Он замолчал и уставился на решетку.
— Она каждый день приносит мне завтрак и обед и даже адвоката наняла, — заговорил он снова.
Заметив, что я не понимаю, о ком идет речь, добавил:
— Это я о жене. У нас двое детей: Она не жалуется, не плачет, не причитает, ни разу меня не упрекнула. А я-то хорош! Иногда сам бы себя ножом изрезал или голову о стенку разбил.
Опыта в любовных делах у меня не было, и потому его рассказ показался мне скучным. Я никак не мог взять в толк, как это женатый, да еще любит жену, и вдруг ввязывается в такую историю.
— И никак из этого дела не выпутаться, — продолжал он. — Ни за что в жизни не брошу жену и детей!
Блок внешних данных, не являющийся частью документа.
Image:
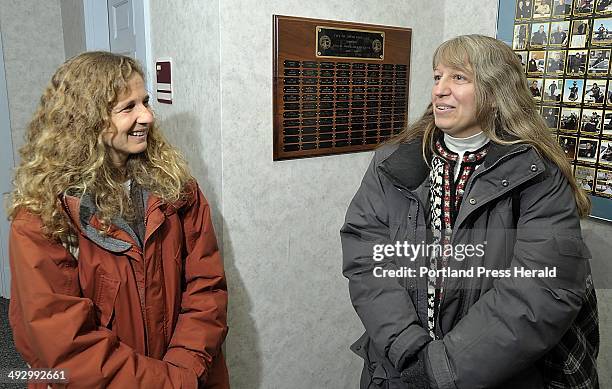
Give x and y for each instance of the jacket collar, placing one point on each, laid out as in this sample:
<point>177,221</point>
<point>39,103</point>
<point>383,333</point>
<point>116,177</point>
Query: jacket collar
<point>407,169</point>
<point>121,237</point>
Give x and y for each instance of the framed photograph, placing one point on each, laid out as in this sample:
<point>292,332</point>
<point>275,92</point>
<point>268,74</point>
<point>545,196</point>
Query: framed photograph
<point>603,7</point>
<point>570,118</point>
<point>605,152</point>
<point>552,90</point>
<point>602,32</point>
<point>559,34</point>
<point>535,87</point>
<point>555,63</point>
<point>580,31</point>
<point>519,41</point>
<point>603,185</point>
<point>562,8</point>
<point>583,7</point>
<point>542,9</point>
<point>539,35</point>
<point>587,150</point>
<point>535,65</point>
<point>594,93</point>
<point>607,124</point>
<point>524,9</point>
<point>568,145</point>
<point>573,91</point>
<point>551,116</point>
<point>585,177</point>
<point>522,56</point>
<point>599,62</point>
<point>591,122</point>
<point>576,62</point>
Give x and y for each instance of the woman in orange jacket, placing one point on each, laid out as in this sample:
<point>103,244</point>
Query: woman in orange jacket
<point>116,273</point>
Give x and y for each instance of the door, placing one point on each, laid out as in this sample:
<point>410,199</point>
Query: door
<point>6,172</point>
<point>122,27</point>
<point>129,31</point>
<point>122,30</point>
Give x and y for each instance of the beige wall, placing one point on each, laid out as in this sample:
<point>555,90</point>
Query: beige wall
<point>290,317</point>
<point>73,27</point>
<point>33,48</point>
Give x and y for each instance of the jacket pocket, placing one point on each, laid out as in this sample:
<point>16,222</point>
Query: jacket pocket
<point>107,289</point>
<point>377,373</point>
<point>572,246</point>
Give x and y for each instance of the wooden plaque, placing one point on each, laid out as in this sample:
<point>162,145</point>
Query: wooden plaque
<point>339,87</point>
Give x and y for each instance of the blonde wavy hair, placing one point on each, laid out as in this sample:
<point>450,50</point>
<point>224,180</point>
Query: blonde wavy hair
<point>64,153</point>
<point>505,107</point>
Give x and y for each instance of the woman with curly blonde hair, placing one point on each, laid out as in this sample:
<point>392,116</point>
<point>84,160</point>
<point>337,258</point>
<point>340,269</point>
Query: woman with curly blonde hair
<point>116,273</point>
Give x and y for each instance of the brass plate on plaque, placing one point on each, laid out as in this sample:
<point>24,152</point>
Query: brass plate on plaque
<point>339,87</point>
<point>349,43</point>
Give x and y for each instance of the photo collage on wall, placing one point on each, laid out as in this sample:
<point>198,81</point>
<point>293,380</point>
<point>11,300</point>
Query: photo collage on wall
<point>565,48</point>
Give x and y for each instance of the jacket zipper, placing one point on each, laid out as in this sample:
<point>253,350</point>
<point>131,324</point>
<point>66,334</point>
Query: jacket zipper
<point>411,196</point>
<point>462,303</point>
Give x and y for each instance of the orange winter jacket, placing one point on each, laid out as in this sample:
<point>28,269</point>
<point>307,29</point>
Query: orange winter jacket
<point>114,314</point>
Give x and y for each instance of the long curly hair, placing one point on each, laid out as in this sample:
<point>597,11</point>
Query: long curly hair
<point>64,153</point>
<point>505,107</point>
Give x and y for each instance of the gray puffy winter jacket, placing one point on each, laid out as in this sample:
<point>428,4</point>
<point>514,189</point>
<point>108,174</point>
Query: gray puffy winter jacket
<point>493,331</point>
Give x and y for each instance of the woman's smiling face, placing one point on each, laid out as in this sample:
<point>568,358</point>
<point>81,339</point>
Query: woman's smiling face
<point>132,118</point>
<point>454,102</point>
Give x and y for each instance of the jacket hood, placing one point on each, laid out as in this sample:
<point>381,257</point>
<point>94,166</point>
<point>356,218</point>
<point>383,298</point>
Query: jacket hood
<point>121,237</point>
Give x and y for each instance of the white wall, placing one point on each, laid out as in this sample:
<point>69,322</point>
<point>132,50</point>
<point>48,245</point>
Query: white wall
<point>33,48</point>
<point>73,27</point>
<point>470,17</point>
<point>290,319</point>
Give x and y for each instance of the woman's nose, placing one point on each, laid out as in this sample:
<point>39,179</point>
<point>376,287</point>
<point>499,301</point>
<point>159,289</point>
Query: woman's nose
<point>441,87</point>
<point>145,116</point>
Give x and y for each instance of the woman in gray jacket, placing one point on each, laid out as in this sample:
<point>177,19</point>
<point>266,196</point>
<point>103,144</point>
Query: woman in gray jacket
<point>463,248</point>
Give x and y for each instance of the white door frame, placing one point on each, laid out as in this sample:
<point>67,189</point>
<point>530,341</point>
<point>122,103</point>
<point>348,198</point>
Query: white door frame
<point>7,163</point>
<point>95,14</point>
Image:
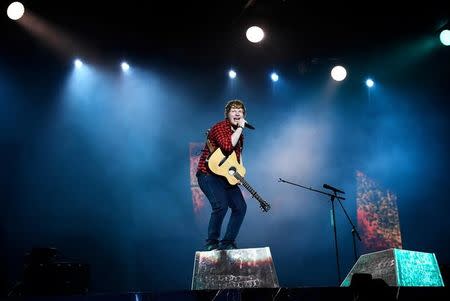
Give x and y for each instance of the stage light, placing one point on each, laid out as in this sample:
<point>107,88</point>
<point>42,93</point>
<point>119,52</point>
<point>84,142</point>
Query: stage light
<point>274,77</point>
<point>78,63</point>
<point>255,34</point>
<point>338,73</point>
<point>15,10</point>
<point>445,37</point>
<point>369,83</point>
<point>125,66</point>
<point>232,74</point>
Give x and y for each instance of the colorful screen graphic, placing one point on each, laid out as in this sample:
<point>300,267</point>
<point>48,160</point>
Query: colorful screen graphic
<point>377,215</point>
<point>198,197</point>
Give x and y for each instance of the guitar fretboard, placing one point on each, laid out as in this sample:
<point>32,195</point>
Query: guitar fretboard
<point>264,205</point>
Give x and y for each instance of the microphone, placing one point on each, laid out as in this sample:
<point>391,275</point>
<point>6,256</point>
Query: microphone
<point>248,125</point>
<point>326,186</point>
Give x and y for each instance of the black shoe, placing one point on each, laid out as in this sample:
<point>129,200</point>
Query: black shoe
<point>212,245</point>
<point>227,245</point>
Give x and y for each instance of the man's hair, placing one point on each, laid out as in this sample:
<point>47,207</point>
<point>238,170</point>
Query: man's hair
<point>234,103</point>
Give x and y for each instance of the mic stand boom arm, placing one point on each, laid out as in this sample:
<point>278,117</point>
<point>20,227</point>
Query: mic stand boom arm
<point>332,198</point>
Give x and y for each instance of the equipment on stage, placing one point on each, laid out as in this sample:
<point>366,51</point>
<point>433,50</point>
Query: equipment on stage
<point>396,267</point>
<point>234,269</point>
<point>234,172</point>
<point>334,197</point>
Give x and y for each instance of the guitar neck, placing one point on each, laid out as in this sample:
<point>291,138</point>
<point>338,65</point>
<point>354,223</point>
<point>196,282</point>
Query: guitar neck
<point>246,185</point>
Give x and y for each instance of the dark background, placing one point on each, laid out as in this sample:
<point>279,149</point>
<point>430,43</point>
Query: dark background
<point>96,164</point>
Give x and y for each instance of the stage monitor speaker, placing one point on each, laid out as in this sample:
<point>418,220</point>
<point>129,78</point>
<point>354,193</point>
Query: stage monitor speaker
<point>234,269</point>
<point>398,267</point>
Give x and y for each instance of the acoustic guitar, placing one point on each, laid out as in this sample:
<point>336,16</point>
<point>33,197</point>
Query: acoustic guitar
<point>234,172</point>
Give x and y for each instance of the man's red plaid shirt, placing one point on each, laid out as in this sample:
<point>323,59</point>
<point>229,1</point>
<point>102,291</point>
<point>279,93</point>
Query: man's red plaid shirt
<point>220,136</point>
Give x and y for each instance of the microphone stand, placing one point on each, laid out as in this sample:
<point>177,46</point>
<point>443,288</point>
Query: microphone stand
<point>354,231</point>
<point>332,198</point>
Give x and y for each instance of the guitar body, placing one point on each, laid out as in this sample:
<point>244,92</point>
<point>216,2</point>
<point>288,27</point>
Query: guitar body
<point>219,164</point>
<point>234,172</point>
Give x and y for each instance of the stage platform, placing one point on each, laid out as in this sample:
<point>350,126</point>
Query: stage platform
<point>262,294</point>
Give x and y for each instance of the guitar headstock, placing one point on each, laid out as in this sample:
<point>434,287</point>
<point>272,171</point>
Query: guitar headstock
<point>265,207</point>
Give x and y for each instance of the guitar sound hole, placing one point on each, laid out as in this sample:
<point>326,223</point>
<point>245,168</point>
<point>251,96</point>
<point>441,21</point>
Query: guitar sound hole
<point>232,170</point>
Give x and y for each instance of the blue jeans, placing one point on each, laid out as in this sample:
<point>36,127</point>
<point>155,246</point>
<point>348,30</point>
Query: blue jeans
<point>222,195</point>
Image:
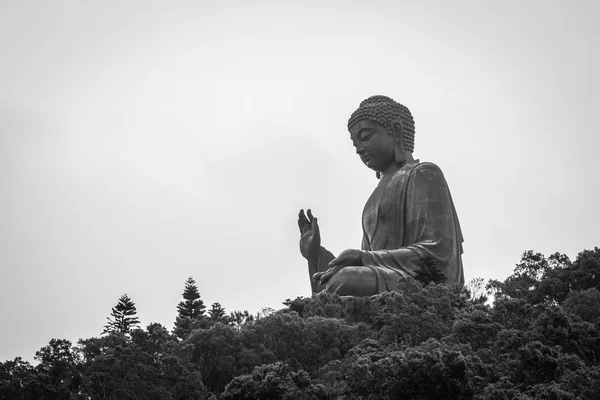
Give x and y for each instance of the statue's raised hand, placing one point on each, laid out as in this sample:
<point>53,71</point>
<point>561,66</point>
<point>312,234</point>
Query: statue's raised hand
<point>310,236</point>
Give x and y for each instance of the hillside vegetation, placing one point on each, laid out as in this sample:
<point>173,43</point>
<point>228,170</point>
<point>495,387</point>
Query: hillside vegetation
<point>538,339</point>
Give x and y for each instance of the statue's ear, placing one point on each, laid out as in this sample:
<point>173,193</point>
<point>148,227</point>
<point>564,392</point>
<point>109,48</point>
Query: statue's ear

Но речь не об этом. Никто меня и не заставляет их бросать. Но как быть с девушкой, как поправить зло, которое я причинил? Ведь то, что она мне отдала, уже не вернешь. А самое худое знаете что? Ее родители — мои соседи. Я их знал еще до ее рождения, а ее — с пеленок. Она совсем крошкой была и вот почему-то меня полюбила — любила куда больше, чем собственного отца. Шли годы, она подрастала, но все также ластилась ко мне, без конца целовала, обнимала, душила своими поцелуями и объятиями, лезла, не стесняясь. Мать только посмеивалась, отец тоже; да мы все веселились, глядя на ее чудачества, — очень уж забавной казалась ее любовь ко мне. При ней ни один ребенок — тем более девочка — не мог ко мне даже близко подойти. В один прекрасный день я женился. Ей было тогда двенадцать лет. Что с ней стало! Несколько месяцев она не глядела в мою сторону, и только я появлюсь — бежит без оглядки. Тут только я понял. Но она все-таки пришла ко мне и снова стала ласкаться. Понимаете? Моя жена посмеивалась, и мать ее тоже, и отец. Только нам с ней было уже не до смеха. И вот однажды… Адвокат говорит, что если мне удастся отделаться двумя годами тюрьмы, то я должен буду денно и нощно поклоны класть. А вы как думаете?